Lot Essay
This is a fine example of the lavish brocade technique where silver, gold or metal-wrapped threads float on the face of the cloth. The designs frequently incorporate flowering plants, birds and animals. The motif became popular in the second half of the seventeenth century, largely due to the artistic output of court painter Shafi ‘Abbasi (1633-74), son of the celebrated master Reza ‘Abbasi. Shafi ‘Abbasi’s sensitive portrayal of birds and flowers were translated into silk inspiring many variations of the theme.
The present motif of the perching bird in a rosebush, which is termed gul-u-bulbul (rose and nightingale), was popular in Safavid silks and continued into the nineteenth century. Artists used variations on the motifs, sometimes adding further animals such as on a comparable silver-ground panel in the Metropolitan Museum of Art that also includes a deer (acc.no.49.32.99). As noted in the entry for that textile, the artists favoured an unnatural scale of drawing among the birds, animals and flowers adding to the playful nature of these charming motifs.
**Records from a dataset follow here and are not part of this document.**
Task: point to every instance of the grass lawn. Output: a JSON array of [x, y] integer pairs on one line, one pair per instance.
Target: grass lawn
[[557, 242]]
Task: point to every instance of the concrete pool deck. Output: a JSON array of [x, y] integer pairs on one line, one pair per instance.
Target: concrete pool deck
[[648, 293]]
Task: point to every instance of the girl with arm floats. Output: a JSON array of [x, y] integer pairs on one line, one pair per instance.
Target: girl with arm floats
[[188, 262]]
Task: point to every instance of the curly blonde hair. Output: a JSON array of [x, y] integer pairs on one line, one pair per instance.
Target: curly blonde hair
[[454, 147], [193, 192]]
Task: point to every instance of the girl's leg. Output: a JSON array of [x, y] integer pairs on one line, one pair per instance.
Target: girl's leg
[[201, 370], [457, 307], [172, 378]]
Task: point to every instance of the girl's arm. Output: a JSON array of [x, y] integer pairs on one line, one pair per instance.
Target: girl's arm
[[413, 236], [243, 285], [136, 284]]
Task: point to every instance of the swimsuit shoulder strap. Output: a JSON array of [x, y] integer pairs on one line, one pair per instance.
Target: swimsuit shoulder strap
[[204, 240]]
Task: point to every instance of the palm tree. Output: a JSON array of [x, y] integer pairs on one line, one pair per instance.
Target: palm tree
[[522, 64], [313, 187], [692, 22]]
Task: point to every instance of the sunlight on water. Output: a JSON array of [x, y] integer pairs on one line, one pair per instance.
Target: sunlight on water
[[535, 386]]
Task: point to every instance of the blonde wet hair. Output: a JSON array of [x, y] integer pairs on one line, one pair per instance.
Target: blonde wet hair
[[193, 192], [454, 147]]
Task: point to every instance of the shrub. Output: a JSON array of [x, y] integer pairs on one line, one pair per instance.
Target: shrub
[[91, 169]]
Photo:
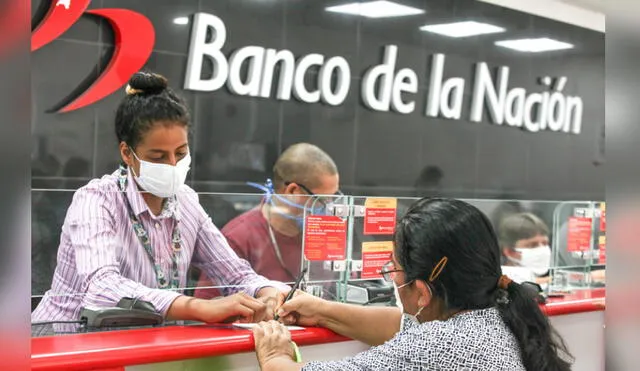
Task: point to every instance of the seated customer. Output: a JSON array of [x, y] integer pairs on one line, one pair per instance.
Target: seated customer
[[133, 233], [269, 236], [524, 239], [459, 311]]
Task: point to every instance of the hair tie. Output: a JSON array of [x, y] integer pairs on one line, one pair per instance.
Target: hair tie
[[438, 268], [131, 91], [504, 282]]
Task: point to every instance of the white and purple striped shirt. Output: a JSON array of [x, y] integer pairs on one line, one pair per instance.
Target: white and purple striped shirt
[[101, 260]]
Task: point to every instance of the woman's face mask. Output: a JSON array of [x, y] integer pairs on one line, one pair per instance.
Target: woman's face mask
[[413, 317], [162, 180], [538, 259]]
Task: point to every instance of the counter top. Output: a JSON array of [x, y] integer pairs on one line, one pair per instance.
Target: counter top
[[149, 345], [113, 349], [576, 302]]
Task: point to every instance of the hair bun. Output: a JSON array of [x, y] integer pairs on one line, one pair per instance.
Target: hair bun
[[146, 83]]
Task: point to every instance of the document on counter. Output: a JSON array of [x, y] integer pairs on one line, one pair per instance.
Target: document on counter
[[249, 326]]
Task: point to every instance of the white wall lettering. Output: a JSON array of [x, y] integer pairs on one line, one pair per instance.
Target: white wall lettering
[[331, 86], [383, 88], [391, 86]]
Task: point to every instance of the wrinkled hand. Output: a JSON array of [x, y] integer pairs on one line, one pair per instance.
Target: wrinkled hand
[[273, 340], [303, 309], [272, 298], [238, 307]]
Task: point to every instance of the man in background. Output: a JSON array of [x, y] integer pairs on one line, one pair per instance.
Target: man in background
[[269, 236]]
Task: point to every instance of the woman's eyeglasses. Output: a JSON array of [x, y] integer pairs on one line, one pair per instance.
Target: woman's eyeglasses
[[388, 271]]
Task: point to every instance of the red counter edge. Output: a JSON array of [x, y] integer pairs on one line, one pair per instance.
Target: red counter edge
[[176, 343]]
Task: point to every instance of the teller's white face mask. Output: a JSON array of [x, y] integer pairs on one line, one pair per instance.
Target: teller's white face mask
[[162, 180], [537, 259]]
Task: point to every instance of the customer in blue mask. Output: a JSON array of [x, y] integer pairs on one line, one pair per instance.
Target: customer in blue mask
[[269, 236], [459, 311]]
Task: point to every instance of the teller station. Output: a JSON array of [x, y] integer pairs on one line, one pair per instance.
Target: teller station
[[344, 242]]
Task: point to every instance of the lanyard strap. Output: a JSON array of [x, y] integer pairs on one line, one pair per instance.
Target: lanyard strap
[[164, 282]]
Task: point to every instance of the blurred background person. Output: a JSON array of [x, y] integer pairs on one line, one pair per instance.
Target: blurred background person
[[269, 236], [525, 247], [458, 311]]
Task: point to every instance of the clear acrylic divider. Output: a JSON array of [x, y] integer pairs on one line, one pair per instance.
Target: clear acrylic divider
[[325, 245], [341, 241]]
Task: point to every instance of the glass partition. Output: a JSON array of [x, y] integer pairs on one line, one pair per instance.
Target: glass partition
[[341, 242]]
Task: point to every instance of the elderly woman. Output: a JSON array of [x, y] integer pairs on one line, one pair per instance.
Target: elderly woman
[[459, 311]]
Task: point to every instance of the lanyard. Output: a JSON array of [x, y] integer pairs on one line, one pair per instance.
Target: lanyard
[[173, 282]]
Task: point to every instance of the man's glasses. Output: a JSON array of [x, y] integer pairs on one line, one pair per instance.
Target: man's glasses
[[324, 200], [388, 271]]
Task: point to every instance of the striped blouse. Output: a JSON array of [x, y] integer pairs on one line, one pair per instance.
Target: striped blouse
[[101, 260]]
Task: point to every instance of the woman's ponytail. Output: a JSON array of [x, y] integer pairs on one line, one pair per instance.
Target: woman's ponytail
[[541, 348]]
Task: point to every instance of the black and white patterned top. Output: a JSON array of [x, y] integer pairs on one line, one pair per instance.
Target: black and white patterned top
[[475, 340]]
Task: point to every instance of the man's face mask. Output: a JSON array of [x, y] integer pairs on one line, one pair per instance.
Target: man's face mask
[[538, 259], [313, 205]]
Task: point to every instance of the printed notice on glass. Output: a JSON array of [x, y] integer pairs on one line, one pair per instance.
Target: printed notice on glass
[[380, 216], [579, 234], [325, 237], [374, 256], [603, 217], [602, 250]]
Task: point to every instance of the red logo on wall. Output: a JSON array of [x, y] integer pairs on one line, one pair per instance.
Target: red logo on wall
[[134, 41]]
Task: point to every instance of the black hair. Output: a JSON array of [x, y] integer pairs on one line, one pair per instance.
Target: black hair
[[149, 101], [434, 228]]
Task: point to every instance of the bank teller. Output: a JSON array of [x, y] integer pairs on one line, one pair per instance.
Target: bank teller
[[133, 233], [459, 311]]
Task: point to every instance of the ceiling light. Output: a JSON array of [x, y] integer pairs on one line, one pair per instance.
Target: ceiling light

A group of further sections of the same textile are published in Jules Guiffrey & Gaston Migeon, La Collection Kelekian: Étoffes & Tapis d’Orient & de Venise, Paris, Librairie Centrale des Beaux-Arts, 1908, pl.69. They are held in the State Historical Museum in Moscow (inv.no.242) and were exhibited in the Burlington House, International Exhibition of Persian Art, London, 1931 cat. nos. 230 and 849.